DPDK patches and discussions
 help / color / mirror / Atom feed
From: Stefan Hajnoczi <stefanha@redhat.com>
To: dev@dpdk.org
Cc: maxime.coquelin@redhat.com, Yuanhan Liu <yliu@fridaylinux.org>,
	wei.w.wang@intel.com, mst@redhat.com, zhiyong.yang@intel.com,
	jasowang@redhat.com, Stefan Hajnoczi <stefanha@redhat.com>
Subject: [dpdk-dev] [RFC 13/24] vhost: move mmap/munmap to AF_UNIX transport
Date: Fri, 19 Jan 2018 13:44:33 +0000	[thread overview]
Message-ID: <20180119134444.24927-14-stefanha@redhat.com> (raw)
In-Reply-To: <20180119134444.24927-1-stefanha@redhat.com>

How mem table regions are mapped is transport-specific, so move the mmap
code into trans_af_unix.c.  The new .map_mem_table()/.unmap_mem_table()
interfaces allow transports to perform the mapping and unmapping.

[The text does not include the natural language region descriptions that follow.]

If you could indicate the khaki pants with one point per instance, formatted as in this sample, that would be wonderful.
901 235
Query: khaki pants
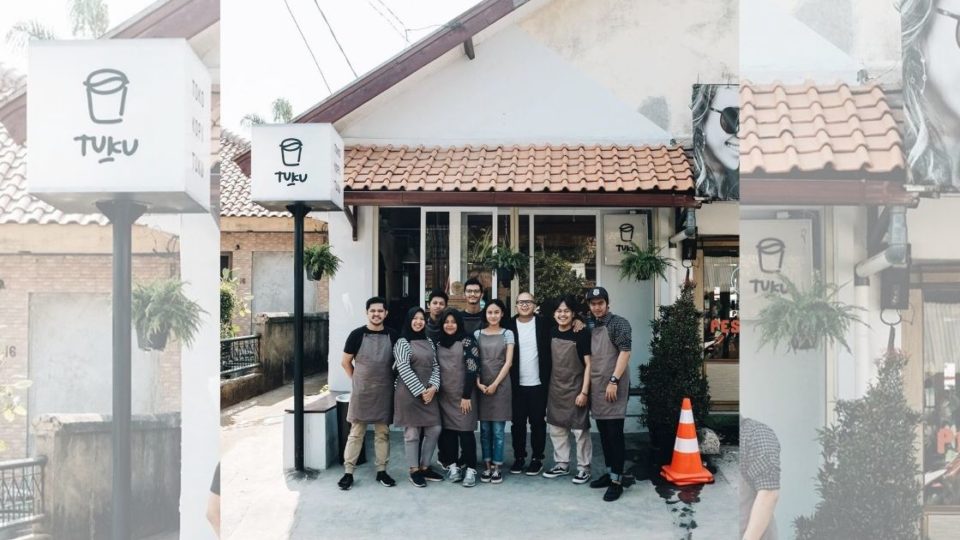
561 446
381 444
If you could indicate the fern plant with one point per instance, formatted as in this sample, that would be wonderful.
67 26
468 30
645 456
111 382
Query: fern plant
802 319
642 264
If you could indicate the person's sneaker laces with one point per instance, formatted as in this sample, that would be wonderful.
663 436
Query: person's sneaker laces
470 478
453 473
416 478
603 481
555 471
582 477
385 479
486 475
613 492
431 475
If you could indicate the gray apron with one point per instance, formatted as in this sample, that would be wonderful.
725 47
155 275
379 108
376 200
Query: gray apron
410 410
602 363
493 355
452 378
371 400
747 496
566 382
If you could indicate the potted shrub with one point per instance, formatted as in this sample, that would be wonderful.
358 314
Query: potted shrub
507 262
802 319
319 261
642 264
159 308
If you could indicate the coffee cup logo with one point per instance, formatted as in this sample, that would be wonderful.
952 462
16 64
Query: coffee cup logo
106 95
770 252
290 152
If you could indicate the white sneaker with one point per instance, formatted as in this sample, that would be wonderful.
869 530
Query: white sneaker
470 477
453 473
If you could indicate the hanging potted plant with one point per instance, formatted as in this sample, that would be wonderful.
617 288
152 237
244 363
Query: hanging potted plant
159 308
506 262
319 261
802 319
642 264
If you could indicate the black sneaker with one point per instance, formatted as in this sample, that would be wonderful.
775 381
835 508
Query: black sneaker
603 481
385 479
416 478
613 492
432 475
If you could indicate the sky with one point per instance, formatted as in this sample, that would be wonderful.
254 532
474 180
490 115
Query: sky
263 56
53 14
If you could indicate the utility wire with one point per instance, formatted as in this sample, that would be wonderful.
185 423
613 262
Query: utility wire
335 40
322 77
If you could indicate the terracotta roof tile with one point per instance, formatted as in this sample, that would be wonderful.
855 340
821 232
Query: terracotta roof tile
811 128
518 168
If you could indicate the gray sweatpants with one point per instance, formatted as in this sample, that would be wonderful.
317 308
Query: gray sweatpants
419 453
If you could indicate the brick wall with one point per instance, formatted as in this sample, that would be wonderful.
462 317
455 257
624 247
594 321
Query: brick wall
242 262
26 274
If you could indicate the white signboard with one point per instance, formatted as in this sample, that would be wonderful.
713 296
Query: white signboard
297 163
619 230
111 119
770 248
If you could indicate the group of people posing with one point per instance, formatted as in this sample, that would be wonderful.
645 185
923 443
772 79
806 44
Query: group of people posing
447 370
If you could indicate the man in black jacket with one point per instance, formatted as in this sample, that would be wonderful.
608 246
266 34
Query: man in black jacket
529 376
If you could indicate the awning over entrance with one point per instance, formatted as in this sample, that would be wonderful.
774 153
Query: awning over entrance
519 176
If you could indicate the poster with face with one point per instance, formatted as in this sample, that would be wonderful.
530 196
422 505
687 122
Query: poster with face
716 148
930 41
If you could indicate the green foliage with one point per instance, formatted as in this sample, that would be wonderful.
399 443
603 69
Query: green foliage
160 307
320 261
231 304
675 370
868 482
555 277
802 318
642 264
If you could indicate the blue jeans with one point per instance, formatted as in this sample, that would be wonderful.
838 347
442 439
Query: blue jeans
491 441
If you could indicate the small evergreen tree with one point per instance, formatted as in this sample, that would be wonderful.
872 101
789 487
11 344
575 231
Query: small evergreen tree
675 370
869 479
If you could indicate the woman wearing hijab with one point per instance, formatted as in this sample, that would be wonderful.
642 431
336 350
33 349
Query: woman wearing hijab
459 357
415 409
496 356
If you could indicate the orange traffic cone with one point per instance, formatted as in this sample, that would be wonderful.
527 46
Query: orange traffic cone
686 468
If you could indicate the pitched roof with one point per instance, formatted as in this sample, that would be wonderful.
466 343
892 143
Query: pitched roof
518 168
815 128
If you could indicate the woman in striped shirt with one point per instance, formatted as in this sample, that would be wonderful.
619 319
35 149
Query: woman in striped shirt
415 406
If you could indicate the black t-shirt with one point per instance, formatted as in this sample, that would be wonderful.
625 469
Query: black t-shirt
355 339
581 338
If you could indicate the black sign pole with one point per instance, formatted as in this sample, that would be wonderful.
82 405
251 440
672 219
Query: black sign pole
299 211
122 214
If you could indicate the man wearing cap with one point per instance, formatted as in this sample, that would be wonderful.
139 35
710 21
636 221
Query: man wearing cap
609 386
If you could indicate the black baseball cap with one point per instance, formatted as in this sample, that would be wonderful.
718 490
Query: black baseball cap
598 292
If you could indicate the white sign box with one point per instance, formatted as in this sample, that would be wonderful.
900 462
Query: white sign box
619 230
297 163
769 249
118 119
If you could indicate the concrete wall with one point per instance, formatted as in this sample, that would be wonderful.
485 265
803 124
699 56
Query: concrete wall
78 474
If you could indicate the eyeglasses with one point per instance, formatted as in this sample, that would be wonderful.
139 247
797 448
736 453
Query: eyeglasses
954 16
729 119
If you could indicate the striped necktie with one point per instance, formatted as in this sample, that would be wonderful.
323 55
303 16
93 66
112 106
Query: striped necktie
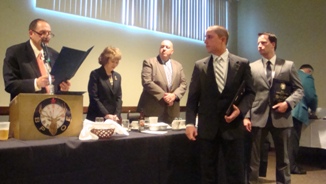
42 69
219 73
269 72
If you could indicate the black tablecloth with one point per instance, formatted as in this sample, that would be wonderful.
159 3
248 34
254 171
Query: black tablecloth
137 158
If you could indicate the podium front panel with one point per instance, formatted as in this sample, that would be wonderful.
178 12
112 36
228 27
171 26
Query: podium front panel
43 116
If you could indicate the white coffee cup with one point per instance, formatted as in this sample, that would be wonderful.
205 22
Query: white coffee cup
175 124
4 130
152 119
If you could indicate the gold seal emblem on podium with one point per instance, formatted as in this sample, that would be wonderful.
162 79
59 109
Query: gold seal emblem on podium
52 116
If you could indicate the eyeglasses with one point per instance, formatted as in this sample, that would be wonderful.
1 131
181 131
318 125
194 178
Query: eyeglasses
44 33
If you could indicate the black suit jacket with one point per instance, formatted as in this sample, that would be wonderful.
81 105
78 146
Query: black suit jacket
103 97
20 69
205 100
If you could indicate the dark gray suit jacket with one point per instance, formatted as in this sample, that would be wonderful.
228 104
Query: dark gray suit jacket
20 69
285 71
155 85
205 100
103 97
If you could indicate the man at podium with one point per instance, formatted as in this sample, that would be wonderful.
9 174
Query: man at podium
27 65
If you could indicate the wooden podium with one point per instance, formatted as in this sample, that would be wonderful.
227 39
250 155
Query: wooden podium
43 116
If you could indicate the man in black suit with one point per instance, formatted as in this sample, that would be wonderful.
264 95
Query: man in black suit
209 97
21 69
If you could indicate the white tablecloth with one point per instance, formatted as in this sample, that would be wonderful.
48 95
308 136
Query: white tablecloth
314 135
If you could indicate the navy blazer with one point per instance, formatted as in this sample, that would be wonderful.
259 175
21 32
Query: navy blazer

Drop the "mmap align:" debug output because the alignment is no longer
available from vhost_user.c.

Signed-off-by: Stefan Hajnoczi <stefanha@redhat.com>
---
 lib/librte_vhost/vhost.h         | 17 +++++++
 lib/librte_vhost/vhost_user.h    |  3 ++
 lib/librte_vhost/trans_af_unix.c | 78 +++++++++++++++++++++++++++++++++
 lib/librte_vhost/vhost_user.c    | 95 ++++++++++------------------------------
 4 files changed, 121 insertions(+), 72 deletions(-)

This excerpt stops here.